Governare lo stress è innanzitutto la capacità di cambiare le routine personali e organizzative, per crearne di nuove (abbiamo bisogno di tenere la nuova situazione sotto controllo!). Per mia esperienza, chi ha saputo concentrarsi sulle nuove priorità e ha lasciato il resto sullo sfondo, è riuscito a tenersi in maggiore equilibrio e in relativa armonia con se stesso. Altro aspetto fondamentale è la regolazione continua dell’equilibrio vita-lavoro. Questo è già difficile in tempi di “normalità”, figuriamoci quando la pressione è a mille! L’essenziale è non farsi travolgere dal coinvolgimento emotivo del compito, non farsi inghiottire dal vortice dell’emergenza continua. Altrimenti il prezzo è il conflitto con se stesso, con i colleghi e con le persone care. Ne sanno qualcosa anche le famiglie dei professionisti che hanno vissuto la tempesta da spettatori partecipi di un cambio improvviso che rischiava di mandare all’aria l’armonia…

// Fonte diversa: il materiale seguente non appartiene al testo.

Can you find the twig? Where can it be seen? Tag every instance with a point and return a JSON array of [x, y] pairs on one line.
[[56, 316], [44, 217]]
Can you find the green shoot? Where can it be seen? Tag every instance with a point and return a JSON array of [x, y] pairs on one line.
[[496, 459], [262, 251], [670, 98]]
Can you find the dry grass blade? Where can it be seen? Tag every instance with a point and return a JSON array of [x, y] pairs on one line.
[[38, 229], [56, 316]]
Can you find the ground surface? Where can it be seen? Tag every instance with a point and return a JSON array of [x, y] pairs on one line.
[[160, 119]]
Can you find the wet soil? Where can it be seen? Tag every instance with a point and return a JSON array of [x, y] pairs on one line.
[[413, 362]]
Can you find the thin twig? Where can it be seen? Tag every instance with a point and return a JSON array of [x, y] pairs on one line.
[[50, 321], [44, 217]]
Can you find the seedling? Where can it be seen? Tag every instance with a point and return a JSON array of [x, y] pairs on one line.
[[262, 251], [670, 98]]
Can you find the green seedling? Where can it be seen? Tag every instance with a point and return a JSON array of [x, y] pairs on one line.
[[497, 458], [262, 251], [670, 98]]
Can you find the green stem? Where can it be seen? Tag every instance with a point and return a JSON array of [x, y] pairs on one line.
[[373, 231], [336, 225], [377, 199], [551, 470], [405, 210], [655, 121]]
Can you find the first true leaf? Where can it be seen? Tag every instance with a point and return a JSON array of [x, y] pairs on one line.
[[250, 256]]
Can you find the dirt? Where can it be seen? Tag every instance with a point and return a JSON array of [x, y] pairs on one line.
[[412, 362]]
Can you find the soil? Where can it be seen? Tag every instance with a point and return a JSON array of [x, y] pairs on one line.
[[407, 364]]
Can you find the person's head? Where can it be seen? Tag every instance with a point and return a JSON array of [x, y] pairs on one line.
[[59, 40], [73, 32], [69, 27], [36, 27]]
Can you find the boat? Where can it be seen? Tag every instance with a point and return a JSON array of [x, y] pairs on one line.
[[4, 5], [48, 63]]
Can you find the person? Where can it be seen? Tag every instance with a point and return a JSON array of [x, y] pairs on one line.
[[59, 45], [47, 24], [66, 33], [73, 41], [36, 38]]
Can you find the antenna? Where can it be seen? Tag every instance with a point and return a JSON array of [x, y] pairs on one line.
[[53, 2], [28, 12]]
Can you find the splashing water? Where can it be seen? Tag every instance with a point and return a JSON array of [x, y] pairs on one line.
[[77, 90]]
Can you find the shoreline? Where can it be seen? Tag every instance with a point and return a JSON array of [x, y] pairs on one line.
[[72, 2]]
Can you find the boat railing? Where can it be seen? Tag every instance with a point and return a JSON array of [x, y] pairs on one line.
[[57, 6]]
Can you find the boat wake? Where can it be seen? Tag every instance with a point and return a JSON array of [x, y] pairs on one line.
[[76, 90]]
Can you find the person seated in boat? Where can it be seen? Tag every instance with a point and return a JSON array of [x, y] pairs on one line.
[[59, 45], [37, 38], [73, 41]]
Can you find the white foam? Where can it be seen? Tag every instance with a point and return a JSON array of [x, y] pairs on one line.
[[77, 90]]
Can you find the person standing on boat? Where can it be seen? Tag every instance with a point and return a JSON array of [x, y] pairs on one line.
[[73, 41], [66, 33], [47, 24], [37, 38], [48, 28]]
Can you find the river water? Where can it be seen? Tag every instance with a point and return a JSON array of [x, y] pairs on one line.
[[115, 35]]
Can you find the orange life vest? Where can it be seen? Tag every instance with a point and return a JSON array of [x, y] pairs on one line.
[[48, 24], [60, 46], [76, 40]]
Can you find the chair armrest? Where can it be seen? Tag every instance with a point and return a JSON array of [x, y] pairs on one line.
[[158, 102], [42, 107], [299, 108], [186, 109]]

Interagire co-operativamente. E’, questa, la dimensione relazionale della resilienza che ci evidenzia quanto possa essere utile comunicare con gli altri, senza isolarsi. Di solito accade che nel momento di difficoltà si evita di chiedere, e si vuole far velo alle proprie fragilità. Gli studi di Kathryn McEwen dimostrano che chiedere aiuto aiuta, ma anche dare aiuto aiuta perché si mantiene vivo il rapporto in termini di feedback supportivo. Questa energia si può trarre dai colleghi, ma anche dai propri familiari. Più difficile dai pazienti (anche se abbiamo in mente come sono state celebrate le piccole/grandi vittorie contro il coronavirus!; l’importanza della gratitudine…). Ho incontrato molti professionisti concentrati nel dare aiuto, ma spesso restii nel chiederlo. Sono state spesso situazioni in cui il professionista è concentrato nel fare e nel risolvere, impegnato a gestire al proprio interno l’ansia o il dolore indicibile di certi momenti. Ma anche questo atteggiamento, assolutamente comprensibile, può avere un costo molto alto in termini di resilienza.

Costruire network. Può sembrare una dimensione poco pertinente con la resilienza sul lavoro, ma non è così! Pensate a quanto può essere stato importante trovare uno scambio di opinioni con una collega, oppure con un parente o un vicino di casa…Un’osservazione, un’idea, un suggerimento pratico che aiuta il professionista a trovare ciò di cui si sente carente o di cui non dispone (informazioni, risorse, supporto pratico), o addirittura a trovare nuovi equilibri. Costruire network personali e professionali aiuta chi aiuta in tempi difficili più di quanto si possa pensare…non solo dal punto di vista del supporto emotivo ma anche dell’approccio cognitivo e pratico alla soluzione dei problemi di casa e sul lavoro.

 Ho voluto intraprendere questo breve viaggio con voi per celebrare i professionisti “in prima linea” e al contempo discorrere del modello della Resilienza sul Lavoro (R@W©) di Kathryn McEwen, che ho portato in Italia e che utilizzo nel mio lavoro di coach e di formatore per aiutare le persone a comprendere e a coltivare la propria resilienza anche in tempi normali (che sono comunque “difficili”).

Mi ripropongo di tornare su questo argomento, per ulteriori approfondimenti.

Intanto vi ringrazio per l’attenzione.